Working in UNO automation of OpenOffice

ICE 1 Comment

Currently, I am working as casual programmer in university. One main task that I have been dealing since the first day I started my contract till now is implementing OO UNO automation in our system called ICE. ICE is developed under python 2.4 and uses pyuno bridge to develop UNO component in python so we can automate open office writer document.

ICE is mainly used by Electronic Printing Department to generate course study book and introductory books. Modules for each books are created separately in different document writer application like NeoOffice, MS words or OpenOffice writer. After each modules created, user uses ICE to generate the complete study book and introductory book and this is where uno automation performs it’s task. These tasks include build the book (with template selected by user e.g. study book template), convert all non OpenOffice writer documents to OpenOffice documents, inserting the converted documents to the book, update all bookmarks, generate table of content for the book and render the completed book to PDF and HTML format.

Issue that I faced (will be added based on what I faced when I work):

  • ICE is developed under Python 2.4 and so does all the module that support ICE, but stable version of pyuno provided by OpenOffice.org still uses Python 2.3. Python 2.3 is installed together with OpenOffice can located in the installation directory (In linux: /opt/openoffice.orgx.x/program/python and in window: C:\Program Files\OpenOffice.org x.x\program\python.bat). ICE uses Python Twisted that run locally in user’s machine (now in the process of migrating to server version), so when running pyuno for the automation, python 2.3 is executed from ICE through command line. When executing pyuno, all the information of the book in data stream format (not file format) are passed to command line and another process of python will handle the automation separately. The problem exists when book document is too big like more than 600 pages study book which have a big data stream. Command lines cant handle more than 5k data. One of the solution that I have done is save the bit stream data into temporary file and pass the file name to the automation module. Although now automation can handle building big book, that solution is not a preferred solution. Now I am working on sending the the big data stream to output stream instead of saving it to the file.
  • MathType Object issue. Automation .uno:UpdateAll can not handle MathType object properly when the process of inserting the document into the book are automatically performed non-visibly by user. .uno:UpdateAll will either cause Open Office to shut down by stating “too many windows opened” or just sit there without doing anything. So, before the document (in odt) being inserted into the book file, I hacked into the the open office content.xml of the document and remove all the MathType objects and then insert the document to the book file. After all the documents being inserted into the book file, I hacked the book content.xml file again and put back all the MathType objects. Surprisingly, after hacking the MathType object, .uno:UpdateAll never complain at all even the insertion of the document are done non-visibly. .uno:UpdateAll is used to build table of content of the book. Instead of throwing error and causing Open Office crashed, .uno:UpdateAll never build a correct table of content without being indexed twice (at least) automatically. This problem is not consistent as sometimes even with a book without MathType objects being build, the indexing for the table of content still wrong. For temporary solution (again), user need to open the book after being built and re-index the table of content by themselves then the table of content will be correct since the re-indexing is done with the book visibly opened by user.

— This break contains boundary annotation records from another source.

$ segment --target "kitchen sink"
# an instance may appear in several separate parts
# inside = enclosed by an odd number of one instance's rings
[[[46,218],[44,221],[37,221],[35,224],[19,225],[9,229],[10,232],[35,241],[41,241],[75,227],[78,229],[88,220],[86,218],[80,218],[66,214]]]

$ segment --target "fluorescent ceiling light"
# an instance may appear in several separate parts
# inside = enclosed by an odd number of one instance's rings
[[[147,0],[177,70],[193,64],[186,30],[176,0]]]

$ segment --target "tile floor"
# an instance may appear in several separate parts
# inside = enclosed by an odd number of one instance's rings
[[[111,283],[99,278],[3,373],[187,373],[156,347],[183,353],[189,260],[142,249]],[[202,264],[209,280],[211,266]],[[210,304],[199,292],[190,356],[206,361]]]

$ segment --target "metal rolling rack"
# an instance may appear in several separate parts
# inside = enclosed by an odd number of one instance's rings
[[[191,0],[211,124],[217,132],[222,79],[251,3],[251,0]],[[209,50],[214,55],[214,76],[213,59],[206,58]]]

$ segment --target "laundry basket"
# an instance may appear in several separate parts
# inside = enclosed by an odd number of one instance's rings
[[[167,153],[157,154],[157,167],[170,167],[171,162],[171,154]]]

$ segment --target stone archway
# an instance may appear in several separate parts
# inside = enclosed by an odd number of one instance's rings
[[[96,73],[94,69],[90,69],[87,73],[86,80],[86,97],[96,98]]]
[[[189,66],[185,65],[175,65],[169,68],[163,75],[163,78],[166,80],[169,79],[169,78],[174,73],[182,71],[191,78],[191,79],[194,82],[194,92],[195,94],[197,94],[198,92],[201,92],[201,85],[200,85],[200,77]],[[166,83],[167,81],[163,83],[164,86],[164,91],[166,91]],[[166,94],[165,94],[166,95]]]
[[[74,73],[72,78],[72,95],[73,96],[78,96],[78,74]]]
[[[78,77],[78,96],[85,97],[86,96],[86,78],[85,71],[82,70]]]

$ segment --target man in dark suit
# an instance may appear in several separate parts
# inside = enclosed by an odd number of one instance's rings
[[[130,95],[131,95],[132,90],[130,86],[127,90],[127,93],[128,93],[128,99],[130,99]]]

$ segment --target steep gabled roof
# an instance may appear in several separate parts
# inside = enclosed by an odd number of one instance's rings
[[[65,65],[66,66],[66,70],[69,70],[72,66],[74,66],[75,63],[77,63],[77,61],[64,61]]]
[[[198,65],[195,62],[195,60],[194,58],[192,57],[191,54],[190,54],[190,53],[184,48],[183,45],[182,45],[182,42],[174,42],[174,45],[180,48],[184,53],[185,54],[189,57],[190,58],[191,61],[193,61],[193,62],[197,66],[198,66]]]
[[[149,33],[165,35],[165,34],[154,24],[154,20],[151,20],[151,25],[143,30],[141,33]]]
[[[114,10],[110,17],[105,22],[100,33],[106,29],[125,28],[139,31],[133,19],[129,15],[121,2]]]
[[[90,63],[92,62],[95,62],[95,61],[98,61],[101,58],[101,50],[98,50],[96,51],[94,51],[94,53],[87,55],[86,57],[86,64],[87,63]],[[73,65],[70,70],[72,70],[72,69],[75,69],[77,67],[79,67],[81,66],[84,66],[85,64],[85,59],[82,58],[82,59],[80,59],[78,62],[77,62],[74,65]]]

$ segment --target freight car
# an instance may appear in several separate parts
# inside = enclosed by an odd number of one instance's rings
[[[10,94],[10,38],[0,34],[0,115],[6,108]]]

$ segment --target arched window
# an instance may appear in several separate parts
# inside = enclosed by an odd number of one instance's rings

Exporting to pdf from Open office Writer

MS Office, Open Office, xml No Comments

One of main reason for me to choose Open Office over Microsoft Words is that I can convert my document to PDF without installing (or buying) other software. As for my work at Uni, Open Office is main tools used by our clients to create their documents and I have been hacking around with Open Office xml files to meet the customer expectation.

When I play around with Open Office fonts today, I found out one bug when I try to export one of my client’s document to PDF. The document is successfully exported to PDF, but some of the characters are missing in the PDF file. I have been sitting in front of my computer try to figure out why the characters are gone where as when I created a new document with those characters, they appear in the PDF file. Sitting the whole two hours trying to compare the style.xml (I crashed vim and crimson editor for at least 20 times because my box has only 512 RAM and style.xml consists too many lines) and content.xml files, and finally I managed to work out why the characters are not included in the PDF file.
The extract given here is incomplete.